Parameter	Type	Default	Description
`text`	`string`	—	Comment text
`minLen`	`number`	`10`	Minimum character length

Returns: ValidationResult with valid (boolean) and issues (array of CommentIssue).

Each issue has a code ("empty", "too_short", "all_caps", "excessive_repeats", "no_alpha") and a human-readable message.

isValidComment("Good");
// { valid: false, issues: [{ code: "too_short", message: "Comment is 4 chars (minimum 10)" }] }

isValidComment("Great class, learned a lot");
// { valid: true, issues: [] }

isValidComment("WORST PROF EVER!!!");
// { valid: false, issues: [{ code: "all_caps", message: "Comment is all uppercase" }] }

Course Codes #

cleanCourseLabel

cleanCourseLabel(raw: string): string

Cleans a scraped course label by removing parenthesized counts and normalizing whitespace.
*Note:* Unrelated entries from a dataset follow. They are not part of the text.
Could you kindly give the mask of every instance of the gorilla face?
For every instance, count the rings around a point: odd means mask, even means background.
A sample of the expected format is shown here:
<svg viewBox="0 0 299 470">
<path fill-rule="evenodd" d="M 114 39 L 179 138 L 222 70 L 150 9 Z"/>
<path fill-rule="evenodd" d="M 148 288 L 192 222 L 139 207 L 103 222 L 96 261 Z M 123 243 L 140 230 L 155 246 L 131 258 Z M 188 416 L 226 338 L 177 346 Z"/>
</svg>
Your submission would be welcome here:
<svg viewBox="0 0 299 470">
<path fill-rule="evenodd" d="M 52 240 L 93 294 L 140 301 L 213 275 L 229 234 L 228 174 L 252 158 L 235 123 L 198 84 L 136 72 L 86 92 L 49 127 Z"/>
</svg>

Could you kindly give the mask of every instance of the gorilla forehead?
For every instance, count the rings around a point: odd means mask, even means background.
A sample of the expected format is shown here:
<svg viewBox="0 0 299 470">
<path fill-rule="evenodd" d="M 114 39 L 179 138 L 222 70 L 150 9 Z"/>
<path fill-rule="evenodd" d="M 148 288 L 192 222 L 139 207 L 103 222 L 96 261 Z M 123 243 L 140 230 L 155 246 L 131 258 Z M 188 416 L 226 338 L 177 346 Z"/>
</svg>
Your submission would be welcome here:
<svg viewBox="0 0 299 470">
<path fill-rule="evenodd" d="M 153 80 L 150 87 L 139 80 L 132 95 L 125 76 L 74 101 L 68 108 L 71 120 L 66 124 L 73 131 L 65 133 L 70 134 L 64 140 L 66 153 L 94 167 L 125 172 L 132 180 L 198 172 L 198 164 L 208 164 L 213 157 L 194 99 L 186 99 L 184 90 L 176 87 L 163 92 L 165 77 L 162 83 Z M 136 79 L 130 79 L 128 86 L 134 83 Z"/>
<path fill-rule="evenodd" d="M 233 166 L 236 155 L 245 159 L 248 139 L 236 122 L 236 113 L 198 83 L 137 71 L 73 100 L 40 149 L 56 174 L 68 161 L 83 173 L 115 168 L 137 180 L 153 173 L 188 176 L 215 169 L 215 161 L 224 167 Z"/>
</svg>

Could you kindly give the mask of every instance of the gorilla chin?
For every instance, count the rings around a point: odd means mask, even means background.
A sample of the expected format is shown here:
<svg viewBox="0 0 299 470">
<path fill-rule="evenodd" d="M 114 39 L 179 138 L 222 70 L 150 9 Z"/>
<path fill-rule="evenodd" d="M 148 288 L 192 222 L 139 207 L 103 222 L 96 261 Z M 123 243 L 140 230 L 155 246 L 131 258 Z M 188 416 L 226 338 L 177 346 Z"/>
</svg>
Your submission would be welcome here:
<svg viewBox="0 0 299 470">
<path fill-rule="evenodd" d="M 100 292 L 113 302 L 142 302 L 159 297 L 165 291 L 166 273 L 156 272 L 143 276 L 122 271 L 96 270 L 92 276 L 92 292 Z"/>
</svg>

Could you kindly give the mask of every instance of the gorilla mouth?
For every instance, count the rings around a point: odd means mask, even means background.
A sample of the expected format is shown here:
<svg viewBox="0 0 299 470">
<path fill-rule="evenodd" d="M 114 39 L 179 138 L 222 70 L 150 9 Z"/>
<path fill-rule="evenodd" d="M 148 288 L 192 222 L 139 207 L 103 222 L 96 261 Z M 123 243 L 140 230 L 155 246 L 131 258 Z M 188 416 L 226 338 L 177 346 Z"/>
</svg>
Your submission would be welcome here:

cleanCourseLabel("CS 101 (42)"); // "CS 101"

buildCourseMapping

buildCourseMapping(scrapedLabels: Iterable<string>, validCourses: Iterable<string>): Map<string, Set<string> | null>

Maps scraped course labels to valid course codes.

Parameter	Type	Description
`scrapedLabels`	`Iterable<string>`	Labels scraped from RMP
`validCourses`	`Iterable<string>`	Known valid course codes

const mapping = buildCourseMapping(["CS 101 (42)", "MATH200"], ["CS101", "CS102", "MATH200"]);

Sentiment #

analyzeSentiment

analyzeSentiment(text: string): SentimentResult

Analyzes the sentiment of a comment using the AFINN-165 word list and Emoji Sentiment Ranking. Runs entirely locally with no external API calls.

Parameter	Type	Description
`text`	`string`	The text to analyze

Returns: SentimentResult with:

score (number) — Raw aggregate AFINN score
comparative (number) — Normalized score per word, typically in [-1, 1]
label (string) — "very positive", "positive", "neutral", "negative", or "very negative"

const result = analyzeSentiment("Amazing professor, really clear lectures!");
console.log(result.label);       // "positive"
console.log(result.comparative); // 0.5
console.log(result.score);       // 3